- Poster
- Directed by: C. V. Rajendran
- Screenplay by: A. L. Narayanan Sujatha Story Dept.
- Story by: K. A. Narayanan
- Produced by: K. Balaji
- Starring: Sivaji Ganesan Jayalalithaa
- Cinematography: Masthan–Thara
- Edited by: B. Kanthasamy
- Music by: M. S. Viswanathan
- Production company: Sujatha Cine Arts
- Release date: 26 January 1972;
- Country: India
- Language: Tamil

= Raja (1972 film) =

Raja is a 1972 Indian Tamil-language spy action film directed by C. V. Rajendran. The film stars Sivaji Ganesan, Jayalalithaa and K. Balaji. It is a remake of the 1970 Hindi film Johny Mera Naam. The film was released on 26 January 1972, and became successful at the box office.

== Production ==
Raja is a remake of the 1970 Hindi film Johny Mera Naam. A. C. Tirulokchandar was initially chosen to direct the film but he left for personal reasons. Sivaji Ganesan later recommended C. V. Rajendran as director.

== Soundtrack ==
The music was composed by M. S. Viswanathan, with lyrics by Kannadasan.

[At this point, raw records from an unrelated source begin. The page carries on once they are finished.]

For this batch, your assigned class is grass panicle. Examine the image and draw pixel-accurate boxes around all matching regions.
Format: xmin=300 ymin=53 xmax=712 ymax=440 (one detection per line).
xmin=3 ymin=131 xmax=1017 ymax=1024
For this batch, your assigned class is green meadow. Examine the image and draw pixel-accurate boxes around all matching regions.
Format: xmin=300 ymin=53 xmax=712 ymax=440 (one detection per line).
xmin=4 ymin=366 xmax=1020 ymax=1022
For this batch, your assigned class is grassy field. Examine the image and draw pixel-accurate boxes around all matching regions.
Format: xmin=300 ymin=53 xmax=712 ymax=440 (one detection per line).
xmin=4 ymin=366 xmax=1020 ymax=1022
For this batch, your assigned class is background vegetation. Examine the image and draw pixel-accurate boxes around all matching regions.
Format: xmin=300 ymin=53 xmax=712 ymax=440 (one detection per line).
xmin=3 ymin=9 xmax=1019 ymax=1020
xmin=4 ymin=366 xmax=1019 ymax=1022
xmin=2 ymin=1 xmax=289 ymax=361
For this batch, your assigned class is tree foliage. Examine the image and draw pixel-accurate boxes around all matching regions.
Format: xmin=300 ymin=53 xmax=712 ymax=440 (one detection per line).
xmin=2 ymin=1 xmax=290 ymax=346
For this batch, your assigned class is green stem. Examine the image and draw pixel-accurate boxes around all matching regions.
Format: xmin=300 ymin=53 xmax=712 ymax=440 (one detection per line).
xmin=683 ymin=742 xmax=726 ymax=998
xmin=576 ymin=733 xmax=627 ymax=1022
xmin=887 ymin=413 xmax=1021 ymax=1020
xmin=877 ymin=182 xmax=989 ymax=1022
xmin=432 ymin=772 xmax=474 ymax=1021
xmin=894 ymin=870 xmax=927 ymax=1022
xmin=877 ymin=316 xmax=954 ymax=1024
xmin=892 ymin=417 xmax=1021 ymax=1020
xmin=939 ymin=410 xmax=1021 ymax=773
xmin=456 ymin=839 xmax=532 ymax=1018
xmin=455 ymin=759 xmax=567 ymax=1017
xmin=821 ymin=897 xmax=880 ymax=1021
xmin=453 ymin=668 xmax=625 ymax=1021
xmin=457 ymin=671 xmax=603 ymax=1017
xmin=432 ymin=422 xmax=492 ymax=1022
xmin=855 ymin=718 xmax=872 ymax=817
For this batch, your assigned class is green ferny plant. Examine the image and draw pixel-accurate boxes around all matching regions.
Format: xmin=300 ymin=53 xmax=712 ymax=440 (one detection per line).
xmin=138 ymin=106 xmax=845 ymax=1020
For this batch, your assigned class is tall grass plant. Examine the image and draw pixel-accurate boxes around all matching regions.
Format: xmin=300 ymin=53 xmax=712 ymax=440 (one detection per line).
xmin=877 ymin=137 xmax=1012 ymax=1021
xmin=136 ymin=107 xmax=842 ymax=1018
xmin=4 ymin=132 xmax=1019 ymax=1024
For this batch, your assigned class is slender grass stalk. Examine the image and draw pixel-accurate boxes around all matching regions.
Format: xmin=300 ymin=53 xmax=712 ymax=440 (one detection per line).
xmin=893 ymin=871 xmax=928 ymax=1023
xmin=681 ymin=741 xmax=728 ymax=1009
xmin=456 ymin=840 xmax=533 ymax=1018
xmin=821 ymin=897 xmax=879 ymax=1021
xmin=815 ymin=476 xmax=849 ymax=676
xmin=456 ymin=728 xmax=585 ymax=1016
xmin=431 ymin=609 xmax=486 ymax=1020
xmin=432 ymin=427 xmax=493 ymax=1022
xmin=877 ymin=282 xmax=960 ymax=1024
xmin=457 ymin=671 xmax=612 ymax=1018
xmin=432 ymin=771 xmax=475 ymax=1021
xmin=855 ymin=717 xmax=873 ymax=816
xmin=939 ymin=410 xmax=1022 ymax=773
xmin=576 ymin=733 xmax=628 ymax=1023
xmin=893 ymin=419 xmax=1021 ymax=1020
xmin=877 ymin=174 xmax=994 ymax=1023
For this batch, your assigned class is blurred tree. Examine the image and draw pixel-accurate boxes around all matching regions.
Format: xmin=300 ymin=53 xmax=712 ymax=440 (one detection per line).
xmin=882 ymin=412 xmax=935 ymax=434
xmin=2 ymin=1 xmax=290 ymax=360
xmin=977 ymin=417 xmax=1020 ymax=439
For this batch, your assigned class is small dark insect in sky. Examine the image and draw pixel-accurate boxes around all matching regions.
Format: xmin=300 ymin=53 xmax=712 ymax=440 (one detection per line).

| Song | Singers | Length |
|---|---|---|
| "Kalayana Ponnu" | T. M. Soundararajan | 04.23 |
| "Gangaiyile" | Susheela | 04.07 |
| "Irandil Ondru" | S. P. Balasubrahmanyam, B. Vasantha | 04.16 |
| "Naan Uyirukku Tharuvatu" | L. R. Eswari | 05.15 |
| "Nee Vara Vendum" | T. M. Soundararajan, Susheela | 04.26 |

== Re-release ==
A digitally restored version of the film was released in May 2018.